Posted at 12:16 p.m., Wednesday, August 20, 2003

Ka'ena Point brush fire scorches plant habitat

By Rod Ohira
Advertiser Staff Writer

A fast-spreading, wind-driven brush fire today jumped from the Mokule'ia to the Yokohama Bay side of Ka'ena Point and burned an endangered-species plant habitat.

By mid-morning, eight Honolulu Fire Department and at least three military companies were battling the blaze on the Yokohama Bay side, where a brush fire burned 1,500 acres last weekend and threatened an Air Force satellite facility before being extinguished.

Four additional HFD units were battling the fire on the Mokule'ia side. HFD spokesman Capt. Emmit Kane said the blaze started when a 22-passenger van stuck in a off-road brush area caught fire at 10:30 p.m.

Patrick Costales, state Forestry and Wildlife manager for the O'ahu district, said the fire scorched 150 acres of critical plant habitat in and around the Kuaokala game management area on the Mokule'ia side. Many of the plants are endangered species, he said.
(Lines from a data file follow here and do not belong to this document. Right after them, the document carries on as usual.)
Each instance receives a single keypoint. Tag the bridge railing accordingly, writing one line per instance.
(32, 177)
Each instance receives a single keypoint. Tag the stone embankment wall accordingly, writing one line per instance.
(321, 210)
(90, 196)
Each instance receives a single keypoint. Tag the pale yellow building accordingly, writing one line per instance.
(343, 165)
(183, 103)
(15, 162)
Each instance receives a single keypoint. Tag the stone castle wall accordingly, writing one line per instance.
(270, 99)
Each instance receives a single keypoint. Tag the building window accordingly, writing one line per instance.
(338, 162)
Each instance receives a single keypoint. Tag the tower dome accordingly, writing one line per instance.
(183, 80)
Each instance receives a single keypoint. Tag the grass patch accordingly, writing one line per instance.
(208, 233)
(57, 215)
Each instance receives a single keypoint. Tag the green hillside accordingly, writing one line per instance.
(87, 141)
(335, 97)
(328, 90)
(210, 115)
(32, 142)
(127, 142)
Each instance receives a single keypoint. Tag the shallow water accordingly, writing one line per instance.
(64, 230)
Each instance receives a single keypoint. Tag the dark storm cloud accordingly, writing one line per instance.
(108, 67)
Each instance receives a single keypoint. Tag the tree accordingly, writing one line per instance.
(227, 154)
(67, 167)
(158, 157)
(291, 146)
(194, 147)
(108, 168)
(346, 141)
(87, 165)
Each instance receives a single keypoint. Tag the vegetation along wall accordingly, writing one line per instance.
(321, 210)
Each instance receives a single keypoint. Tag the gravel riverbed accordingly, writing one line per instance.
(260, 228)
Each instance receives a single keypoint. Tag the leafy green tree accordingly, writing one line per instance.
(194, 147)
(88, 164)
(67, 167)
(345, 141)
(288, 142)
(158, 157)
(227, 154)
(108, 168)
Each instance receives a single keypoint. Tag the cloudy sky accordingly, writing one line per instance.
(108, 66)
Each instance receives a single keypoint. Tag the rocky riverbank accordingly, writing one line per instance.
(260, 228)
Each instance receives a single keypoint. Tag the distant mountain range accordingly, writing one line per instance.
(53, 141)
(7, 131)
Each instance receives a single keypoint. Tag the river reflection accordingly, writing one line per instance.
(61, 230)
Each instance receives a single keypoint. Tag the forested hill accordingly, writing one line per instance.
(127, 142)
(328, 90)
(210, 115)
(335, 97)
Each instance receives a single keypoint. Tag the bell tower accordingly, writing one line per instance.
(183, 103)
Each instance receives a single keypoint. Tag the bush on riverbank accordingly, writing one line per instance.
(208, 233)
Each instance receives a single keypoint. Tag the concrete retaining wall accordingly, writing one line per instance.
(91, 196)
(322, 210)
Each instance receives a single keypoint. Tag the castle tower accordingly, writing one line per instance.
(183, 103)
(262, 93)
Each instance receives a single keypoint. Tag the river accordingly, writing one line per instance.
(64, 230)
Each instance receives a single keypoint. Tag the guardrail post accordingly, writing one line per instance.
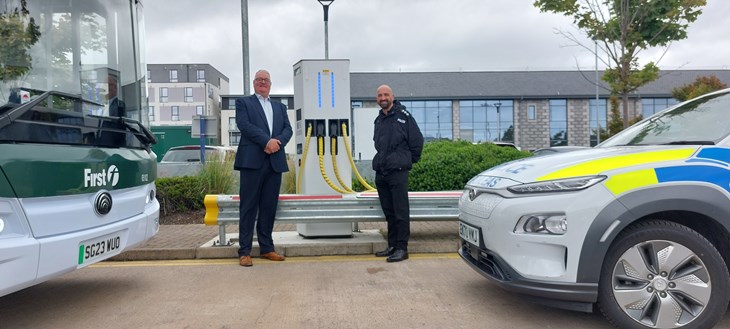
(222, 241)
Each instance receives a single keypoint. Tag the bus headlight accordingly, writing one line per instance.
(10, 222)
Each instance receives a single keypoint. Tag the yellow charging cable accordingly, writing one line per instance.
(303, 159)
(333, 152)
(352, 162)
(320, 153)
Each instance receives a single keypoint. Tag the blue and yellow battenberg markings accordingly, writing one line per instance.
(595, 167)
(710, 165)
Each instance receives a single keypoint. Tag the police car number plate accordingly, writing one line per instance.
(93, 250)
(469, 233)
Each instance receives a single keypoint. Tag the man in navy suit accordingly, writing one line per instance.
(265, 130)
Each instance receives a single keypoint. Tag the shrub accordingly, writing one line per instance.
(448, 165)
(217, 175)
(358, 187)
(179, 194)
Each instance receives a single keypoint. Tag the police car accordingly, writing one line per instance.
(638, 226)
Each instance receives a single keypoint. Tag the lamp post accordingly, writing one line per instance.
(326, 6)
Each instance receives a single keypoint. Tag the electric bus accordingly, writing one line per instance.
(76, 168)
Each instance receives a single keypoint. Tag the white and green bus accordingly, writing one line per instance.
(76, 169)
Brent Liesemeyer of state Forestry and Wildlife said ko'oloa'ulu, a dry-land coastal shrub, is among the endangered plants growing in the Mokule'ia fire area. Other shrubs that may be affected are the 'ohia and 'akoko, added Liesemeyer.

"What it does is also burn over (land) cover," Costales said. "When the first rain comes, it’ll wash all the residue down into the ocean. It doesn’t help the environment."

Today’s fire may have also affected an albatross nesting site located a ridge over on the Yokohama Bay side of the Kuaokala game management area.

It took 80 firefighters more than 24 hours to bring last week’s Yokohama Bay brush fire under control. It was put out at 7:15 p.m. Saturday. That fire started at Keawa'ula State Park and encroached on two state forest reserves as well as the satellite facility.